La ville nous appartient : enquête exemplaire sur les ripoux de Baltimore

D'un côté Baltimore, sur la côte Est, ville de plus de 550 000 habitants, à majorité noire,  dont un bon quart sont sous le seuil de pauvreté. Une ville qui affiche en 2015, 342 morts par ans, le  deuxième pire chiffre de son histoire. Une criminalité liée au trafic de drogues, des morts, essentiellement, par armes à feu. De l'autre côté, des dirigeants politiques, maires et préfets, qui veulent frapper un grand coup. Autant par conviction que par souci de réélection. En 2007, après avoir essayé plusieurs programmes de lutte contre le crime, le maire de Baltimore constate que le nombre d'interpellations ne fait pas baisser le nombre de morts. Il faut aller chercher les flingues, les calibres, les pistolet-mitrailleur. La Gun Trace Task Force (GTTF) est crée en 2007 avec des policiers en civil enrôlés pour leurs qualités sur le terrain, pour leur engagement. On les appellera "les cogneurs" .La première année, cette unité saisit la bagatelle de 268 armes, effectuant 41 arrestations. Positif. Mais très vite, la corruption va gangréner ce service. Un jour d'automne 2015,  quand l a DEA découvre un traceur GPS non signalé sous la voituré d'un trafiquant de drogue, un GPS acheté personnellement par un agent de la GTTF, le FBI prend l'affaire en mains et ouvre une enquête, une longue enquête des plus secrètes. Qui va se concentrer doucement sur l'agent Wayne Jenkins, né en 79, ex marine, considéré comme un superflic par sa hiérarchie et ses collègues. Le FBI va le suivre, lui, et sept autres membres de la GTTF. Et découvrir une énorme affaire de vols, de corruption, de fabrique de fausses preuves, de détournements d'argent. Les "cogneurs" ne font pas dans la simple bavure. Ils sont capables de glisser un sachet de drogue dans le véhicule d'un homme, juste pour motiver une perquisition chez lu, ils sont capables de surveiller la maison d'un dealer patenté pour le cambrioler et lui prendre argent et drogues, capables aussi de déposer une arme de leur crû dans la main d'un suspect mort. Ainsi, la bande à Jenkins va récupérer 10 000 dollars par ci, 20 000 dollars par là, partager les sommes folles de la drogue qu'elle récupère dans la rue. Cela dans un climat de plus en plus violent dans les rues de Baltimore qui s'enflamment au printemps 2015 après la mort de Freddie Gray dans un fourgon du Baltimore Police Department.

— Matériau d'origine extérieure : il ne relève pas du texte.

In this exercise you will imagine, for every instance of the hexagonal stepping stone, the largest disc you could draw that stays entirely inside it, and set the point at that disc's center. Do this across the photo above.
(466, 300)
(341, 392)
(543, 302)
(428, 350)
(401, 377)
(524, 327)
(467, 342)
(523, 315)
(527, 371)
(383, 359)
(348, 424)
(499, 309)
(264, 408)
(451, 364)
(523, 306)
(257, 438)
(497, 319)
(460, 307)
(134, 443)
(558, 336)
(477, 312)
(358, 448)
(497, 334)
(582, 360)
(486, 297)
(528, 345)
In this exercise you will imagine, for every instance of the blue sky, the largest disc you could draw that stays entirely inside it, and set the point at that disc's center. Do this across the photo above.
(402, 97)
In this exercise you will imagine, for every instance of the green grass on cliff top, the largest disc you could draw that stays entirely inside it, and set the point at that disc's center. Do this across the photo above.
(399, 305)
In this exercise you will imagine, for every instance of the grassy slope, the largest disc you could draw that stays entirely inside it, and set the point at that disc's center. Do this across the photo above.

Tout ceci, le journaliste du Baltimore Sun, Justin Fenton le détaille avec une minutie extrême. Pour ce document incroyable qu'est La ville nous appartient il a rencontré plus de 200 personnes, des policiers, des victimes, des préfets, des élus, des familles aussi, des habitants de sa ville. Il en résulte un livre qui peu paraître austère mais qui a la sécheresse des grandes enquêtes sans pathos. La ville nous appartient ce sont 410 pages de faits chronologiquement déroules et de notes, de renvois à des sources. Ce travail, évidemment pas du tout romancé, est précieux, utile pour démontrer autant la folie d'un service de police livré à lui-même, d'une Justice qui a du mal à s'exercer, d'une population littéralement abandonnée aux gangs d'un côté et aux policiers corrompus de l'autre. Fenton touche ainsi une réalité des Etats-Unis. Pas celle du nature writing, pas celle des touristes, non une Amérique de l'injustice, d'un système libéral qui broie la population noire et pauvre qui n'a aucune perspective, aucune solution pour se sortir de la misère.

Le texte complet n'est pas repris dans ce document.